If you want a simple rule for this stage, use the same one I use for content edits: change one thing, test one thing. A page feels stable because the people maintaining it are careful, not because it is lucky.
When to contact support
Some website problems are small enough to fix with a tidy update. Others are a sign that the site needs proper support. Reach out when you notice forms failing, traffic dropping sharply, layouts breaking on mobile, or pages behaving differently after an update.
You should also ask for help if you are not sure whether a change belongs in content, design, or settings. That is a normal place to get stuck. It is also the point where a calm second opinion saves time. If you want to talk through it, use the site’s Contact page or start with Support.
Good moment to ask for help: the site still loads, but something important is quietly off. That is often easier to fix now than after it has been ignored for a season.
Downloadable template: your simple update calendar
You can copy the table below into a document, spreadsheet, or project note and use it as a lightweight monthly planning sheet. If you like paper better, print it and keep it near the laptop. Old-fashioned solutions remain undefeated when they are easy enough to use.

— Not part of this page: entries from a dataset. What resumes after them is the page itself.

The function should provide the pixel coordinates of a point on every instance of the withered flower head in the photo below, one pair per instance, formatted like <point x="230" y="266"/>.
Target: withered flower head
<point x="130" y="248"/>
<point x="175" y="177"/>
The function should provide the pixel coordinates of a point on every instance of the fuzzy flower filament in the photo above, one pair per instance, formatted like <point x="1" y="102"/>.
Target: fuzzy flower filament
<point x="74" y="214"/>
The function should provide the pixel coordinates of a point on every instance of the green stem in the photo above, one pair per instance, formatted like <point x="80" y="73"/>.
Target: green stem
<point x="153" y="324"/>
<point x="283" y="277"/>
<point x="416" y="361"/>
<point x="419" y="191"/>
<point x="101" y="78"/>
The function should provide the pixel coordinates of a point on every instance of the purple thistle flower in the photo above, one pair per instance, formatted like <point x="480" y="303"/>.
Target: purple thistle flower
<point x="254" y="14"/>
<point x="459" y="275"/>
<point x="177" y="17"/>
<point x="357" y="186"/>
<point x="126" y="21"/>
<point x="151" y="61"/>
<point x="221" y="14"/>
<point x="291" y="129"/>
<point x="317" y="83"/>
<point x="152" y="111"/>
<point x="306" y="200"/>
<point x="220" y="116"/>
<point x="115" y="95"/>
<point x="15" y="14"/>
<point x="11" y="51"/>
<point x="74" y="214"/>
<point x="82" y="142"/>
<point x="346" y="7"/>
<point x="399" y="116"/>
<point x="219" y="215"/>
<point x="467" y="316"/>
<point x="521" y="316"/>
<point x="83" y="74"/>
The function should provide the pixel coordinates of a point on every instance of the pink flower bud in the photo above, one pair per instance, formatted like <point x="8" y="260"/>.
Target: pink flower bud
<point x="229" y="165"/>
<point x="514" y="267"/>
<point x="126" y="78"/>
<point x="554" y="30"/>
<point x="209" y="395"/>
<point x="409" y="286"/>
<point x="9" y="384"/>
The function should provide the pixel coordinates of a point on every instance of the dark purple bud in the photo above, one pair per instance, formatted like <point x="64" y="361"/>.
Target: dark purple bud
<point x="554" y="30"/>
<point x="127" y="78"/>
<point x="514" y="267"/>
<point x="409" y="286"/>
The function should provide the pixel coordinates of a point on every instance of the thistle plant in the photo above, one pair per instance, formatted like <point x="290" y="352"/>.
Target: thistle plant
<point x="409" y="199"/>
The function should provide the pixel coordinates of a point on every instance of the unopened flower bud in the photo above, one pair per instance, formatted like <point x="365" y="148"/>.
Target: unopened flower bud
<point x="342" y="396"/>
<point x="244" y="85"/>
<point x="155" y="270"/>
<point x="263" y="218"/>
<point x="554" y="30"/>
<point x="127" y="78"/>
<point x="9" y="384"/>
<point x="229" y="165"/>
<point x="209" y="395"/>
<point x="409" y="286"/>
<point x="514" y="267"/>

| When | Task | Notes | Done |
|---|---|---|---|
| Monthly | Check homepage/hero | Update image, headline, or main button if needed. | ☐ |
| Monthly | Refresh featured gallery or highlights | Keep the best current work visible. | ☐ |
| Monthly | Test contact links | Confirm email, phone, forms, and donation links. | ☐ |
| Monthly | Check page titles and descriptions | Make sure the wording still matches the page. | ☐ |
| Quarterly | Refresh portfolio or project pages | Add new examples and remove outdated ones. | ☐ |
| Quarterly | Update testimonials or impact notes | Use fresher proof where possible. | ☐ |
| Quarterly | Test forms and accessibility | Try the site on mobile, keyboard, and desktop. | ☐ |
| Twice yearly | Review donation or volunteer calls to action | Make the next action clear and current. | ☐ |
| Twice yearly | Clean up event listings | Remove past events and add upcoming ones. | ☐ |
| Annual | Review navigation labels | Make sure the menu still makes sense. | ☐ |
| Annual | Confirm analytics and tracking | Check that reports still record the basics. | ☐ |
Quick copy tip: if you want this to work as a real downloadable sheet, paste it into a document, add your dates, and save it as a PDF for your team. The calendar is meant to be light enough that someone will actually use it.
Conclusion
A good website support calendar does not ask you to do everything. It asks you to do the right few things at the right time. Monthly checks keep the site from drifting. Quarterly checks catch deeper issues before they become visible problems. Twice-yearly and annual reviews keep the wider structure honest.
For artists, that usually means current work, current availability, and a portfolio that still looks like you. For charities, it means active campaigns, live donation or volunteer paths, and clear evidence that the site is still serving the mission. For businesses, it means services, offers, and enquiry paths that still match reality.
If you want to keep going, start with the site’s Home page, then move to Services, Support, and Contact if you need a hand with a specific update. If you are in the habit of reading around the topic, the Latest News page is a sensible next stop too.
Key points to remember:
- Regular updates keep websites fresh, trusted, and easier to use.
- A calendar turns vague maintenance into small, manageable tasks.
- Artists and charities should update different things, but the same rhythm works for both.
- Quality control matters as much as the content change itself.
- If forms, traffic, or layout start behaving strangely, ask for support sooner rather than later.